The employment statistics do a good job concealing the true nature of the workforce. The unemployment rate has dropped dramatically since the recession ended largely because millions of Americans are now no longer considered part of the workforce. This is an easy way to boost the employment rate without actually creating new jobs. Another trend that seems to be growing around the world is that of part-time work. Part-time work and low wage labor go hand and hand. Part-time workers usually are not afforded the same benefits as those working full-time. They are also brought on with a just in time attitude and are treated as such when no longer needed. Part-time work has been growing before the recession and continues to do so today. In Canada, part-time work has been the dominant sector of employment growth. Low wage labor and part-time work go together like peas in a pod. Is this a trend we should be concerned about?
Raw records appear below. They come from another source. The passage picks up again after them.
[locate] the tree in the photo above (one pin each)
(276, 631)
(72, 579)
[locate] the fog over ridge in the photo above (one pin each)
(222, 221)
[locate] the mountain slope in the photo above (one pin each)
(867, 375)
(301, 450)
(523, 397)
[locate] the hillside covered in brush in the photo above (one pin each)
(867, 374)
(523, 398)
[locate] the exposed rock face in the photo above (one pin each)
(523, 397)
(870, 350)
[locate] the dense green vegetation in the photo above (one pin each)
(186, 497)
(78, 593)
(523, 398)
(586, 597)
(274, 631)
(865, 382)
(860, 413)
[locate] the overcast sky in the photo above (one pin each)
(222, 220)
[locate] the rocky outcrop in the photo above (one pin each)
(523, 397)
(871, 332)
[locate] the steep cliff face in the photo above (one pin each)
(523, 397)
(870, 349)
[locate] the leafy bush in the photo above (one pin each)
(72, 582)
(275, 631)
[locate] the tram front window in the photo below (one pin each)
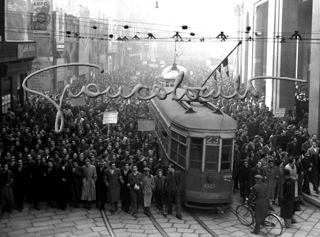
(226, 154)
(212, 158)
(196, 153)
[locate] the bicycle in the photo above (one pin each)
(272, 223)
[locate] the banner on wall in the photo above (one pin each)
(42, 17)
(43, 81)
(18, 20)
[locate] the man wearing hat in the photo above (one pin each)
(173, 188)
(287, 204)
(147, 188)
(261, 210)
(271, 180)
(160, 183)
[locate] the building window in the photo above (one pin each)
(6, 103)
(226, 155)
(196, 153)
(178, 148)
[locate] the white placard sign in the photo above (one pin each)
(110, 117)
(146, 125)
(279, 113)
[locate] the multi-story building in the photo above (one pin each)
(17, 50)
(285, 44)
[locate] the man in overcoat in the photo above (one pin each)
(101, 187)
(112, 178)
(125, 191)
(134, 182)
(37, 171)
(173, 188)
(76, 175)
(88, 193)
(160, 192)
(21, 176)
(147, 188)
(287, 204)
(260, 192)
(6, 191)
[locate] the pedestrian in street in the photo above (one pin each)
(37, 171)
(63, 185)
(21, 176)
(88, 193)
(244, 175)
(6, 187)
(147, 188)
(51, 183)
(305, 160)
(112, 177)
(125, 190)
(135, 181)
(160, 192)
(173, 188)
(271, 179)
(76, 176)
(259, 192)
(101, 187)
(287, 204)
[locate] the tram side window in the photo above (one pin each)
(196, 153)
(226, 155)
(178, 148)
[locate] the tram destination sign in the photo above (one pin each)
(212, 140)
(110, 117)
(146, 125)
The growth of part-time work
Companies looking to cut benefits and offer little commitment to future workers will opt to go the part-time route. It is embedded in the nature of low wage labor. This is one major reason how companies have been able to boost profits while filtering profits to the top: slash wages, cut benefits, and squeeze productivity out of workers. It is a good model at the top and simply does not foster a middle class. Why would anyone struggling with part-time work want to commit to buying a home? Long-term purchases are pushed off into the future and big money has stepped in to make those purchases since they have access to funding sources like the Fed with an unlimited window.